Pro-Environment Groups Spent Millions on “Green” Midterm Candidates

In October, the United Nations released a landmark report describing a grim future for the planet if climate change isn’t aggressively and rapidly addressed.

The report describes near-apocalyptic conditions — mass food shortages, stronger wildfires and dying coral reefs — as early as 2040.

Many environmental advocacy groups, like Environment America and the League of Conservation Voters (LCV), spent millions on the 2018 midterms to ensure Congress is filled with more pro-environment members. So far in 2018, organizations such as the Nature Conservancy and Partnership for Conservation have funded lobbying efforts for policies supporting the environment.

“This is not some distant threat,” said Tiernan Sittenfeld, LCV’s senior vice president for government affairs. “The need to combat the climate crisis has never been more important.”

While the consequences of climate change aren’t new information, the UN report makes the situation far more dire than previously thought.

In the meantime, President Donald Trump and his administration have actively worked against addressing climate change, most notably Trump’s announcement in 2017 that he will withdraw the United States from the Paris agreement.

Under the Paris agreement between 195 countries, the United States pledged to cut greenhouse emissions by 26 to 28 percent below 2005 levels by 2025.

The Trump administration also rolled back a number of common-sense environmental laws and regulations, Sittenfeld said.

“We’re dealing with the most anti-environmental administration ever,” Sittenfeld said.

However, during this election cycle, groups like LCV spent millions on a number of House, Senate, governorship and state house races on candidates with pro-environment agendas. And their efforts paid off.

In total, League of Conservation Voters Victory Fund, along with other affiliates, spent an unprecedented $80 million during the midterms. LCV Victory Fund spent $17.5 million on House races and $12.6 million on Senate races.

LCV’s biggest donor is Michael Bloomberg. So far in 2018, the former New York City mayor gave $5 million. Bloomberg pledged to spend $4.5 million to cover the United States’ financial commitment under the Paris agreement after Trump withdrew.

Over 50 of the newly elected members of Congress are endorsed by LCV. According to the organization’s guide on the newly elected congressional members, 52 new House representatives and four new senators are considered “environmental champions.”

“We’re thrilled that after years of working with an anti-environment House, we are so excited to work with a new, pro-environment House,” Sittenfeld said.
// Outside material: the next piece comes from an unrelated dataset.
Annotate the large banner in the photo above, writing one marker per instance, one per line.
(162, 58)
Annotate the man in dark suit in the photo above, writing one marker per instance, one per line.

One of these new members is Rep.-elect Alexandria Ocasio-Cortez (D-N.Y.). Ocasio-Cortez recently drafted a resolution to create a committee and develop “A Green New Deal,” a comprehensive policy to combat climate change. Last week, Democratic Leader Rep. Nancy Pelosi (D-Calif.) announced her support of reinstating the select committee to address the climate crisis.

LCV also spent big on defending pro-environment incumbents and targeting candidates with poor records on environmental policies. The group spent nearly $2 million against Matt Rosendale, the candidate who challenged Sen. Jon Tester (D-Mont.). The organization pledged to spend nearly $1 million on an ad campaign focused on Rosendale’s opposition to public land protection.

The League also celebrated the defeats of candidates who the organization considers bad on the environment. LCV classified these candidates as the “Dirty Dozen,” and maintains a list for the House and the Senate.

Out of the Dirty Baker’s Dozen races in the House, all but one of those candidates lost their races. Only three of the Dirty Dozen Senate candidates won.

Environment America, an environmental advocacy organization, spent $15.1 million on the 2018 election cycle, double what it spent in 2016. Environment America Action Fund, the organization’s super PAC, spent $13.1 million, $2.5 million of which went to LCV.

As a whole, environment groups overwhelmingly support Democrats over Republicans. This cycle, Democratic candidates received $6.2 million, while Republicans received $245,500.

Aside from the midterms, organizations are also funding pro-environment lobbying efforts. So far in 2018, $13.2 million has been spent for lobbying on environmental issues.

The Nature Conservancy is the biggest client, spending $1.4 million. Partnership for Conservation spent $790,000 and the Natural Resource Defense Council spent $736,900 so far this year.